Ozone (O₃) inhalation elicits airway inflammation and impairs treatment responsiveness in asthmatic patients. The underlying immune mechanisms have been difficult to study because of the lack of relevant experimental models. Rhesus macaques spontaneously have asthma and have a similar immune system to human subjects.

Objectives

We sought to investigate mucosal immune changes after O₃ inhalation in a clinically relevant nonhuman primate asthma model and to study the effects of an antioxidant synthetic lignan (synthetic secoisolariciresinol diglucoside [LGM2605]).

Methods

A cohort of macaques (n = 17) previously characterized with airway hyperreactivity (AHR) to methacholine was assessed (day 1). Macaques were treated (orally) with LGM2605 (25 mg/kg) or placebo twice per day for 7 days, exposed to 0.3 ppm O₃ or air for 6 hours (on day 7), and studied 12 hours later (day 8).
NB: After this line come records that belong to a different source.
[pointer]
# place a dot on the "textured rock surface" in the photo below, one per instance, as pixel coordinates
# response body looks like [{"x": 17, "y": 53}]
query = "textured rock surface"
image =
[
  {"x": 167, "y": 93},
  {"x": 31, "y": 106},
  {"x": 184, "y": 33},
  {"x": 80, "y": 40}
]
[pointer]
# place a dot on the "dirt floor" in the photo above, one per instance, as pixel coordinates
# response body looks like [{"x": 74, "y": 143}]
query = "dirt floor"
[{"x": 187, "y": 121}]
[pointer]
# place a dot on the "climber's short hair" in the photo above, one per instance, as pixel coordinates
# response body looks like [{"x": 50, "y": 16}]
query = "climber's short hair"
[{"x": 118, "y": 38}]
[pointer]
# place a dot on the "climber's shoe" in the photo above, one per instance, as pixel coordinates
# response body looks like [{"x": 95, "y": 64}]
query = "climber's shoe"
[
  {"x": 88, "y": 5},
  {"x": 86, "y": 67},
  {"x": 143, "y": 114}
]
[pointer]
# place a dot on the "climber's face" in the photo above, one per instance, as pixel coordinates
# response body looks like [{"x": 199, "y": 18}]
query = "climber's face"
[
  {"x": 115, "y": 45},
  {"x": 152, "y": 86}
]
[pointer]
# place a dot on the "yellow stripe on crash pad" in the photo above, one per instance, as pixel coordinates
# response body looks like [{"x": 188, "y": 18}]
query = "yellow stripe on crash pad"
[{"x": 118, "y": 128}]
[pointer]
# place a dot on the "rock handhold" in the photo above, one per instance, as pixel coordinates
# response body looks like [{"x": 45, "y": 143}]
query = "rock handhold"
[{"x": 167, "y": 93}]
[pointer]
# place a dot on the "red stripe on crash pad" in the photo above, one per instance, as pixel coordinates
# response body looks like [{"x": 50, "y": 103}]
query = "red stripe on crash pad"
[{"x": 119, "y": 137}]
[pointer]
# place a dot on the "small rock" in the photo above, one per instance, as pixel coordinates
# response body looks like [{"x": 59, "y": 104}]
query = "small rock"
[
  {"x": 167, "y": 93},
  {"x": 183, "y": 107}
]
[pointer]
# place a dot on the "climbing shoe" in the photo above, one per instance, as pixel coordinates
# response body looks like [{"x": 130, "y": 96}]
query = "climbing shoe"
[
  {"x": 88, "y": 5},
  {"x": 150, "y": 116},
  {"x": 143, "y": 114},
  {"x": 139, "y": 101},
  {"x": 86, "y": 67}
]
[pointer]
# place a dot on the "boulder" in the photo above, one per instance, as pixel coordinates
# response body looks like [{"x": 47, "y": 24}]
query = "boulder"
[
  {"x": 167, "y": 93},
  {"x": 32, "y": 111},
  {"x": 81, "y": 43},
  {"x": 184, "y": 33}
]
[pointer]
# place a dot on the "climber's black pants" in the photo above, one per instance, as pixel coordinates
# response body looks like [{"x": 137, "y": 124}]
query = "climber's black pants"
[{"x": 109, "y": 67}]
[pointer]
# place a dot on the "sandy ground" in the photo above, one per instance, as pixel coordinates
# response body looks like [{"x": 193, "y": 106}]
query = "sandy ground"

Lung function, blood and bronchoalveolar lavage (BAL) fluid immune cell profile, and bronchial brushing and blood cell mRNA expression were assessed.

Results

O₃ induced significant BAL fluid neutrophilia and eosinophilia and increased AHR and expression of IL6 and IL25 mRNA in the airway epithelium together with increased BAL fluid group 2 innate lymphoid cell (ILC2s), CD1c⁺ myeloid dendritic cell, and CD4⁺ T-cell counts and diminished surfactant protein D expression. Although LGM2605 attenuated some of the immune and inflammatory changes, it completely abolished O₃-induced AHR.

Conclusion

ILC2s, CD1c⁺ myeloid dendritic cells, and CD4⁺ T cells are selectively involved in O₃-induced asthma exacerbation. The inflammatory changes were partially prevented by antioxidant pretreatment with LGM2605, which had an unexpectedly disproportionate protective effect on AHR.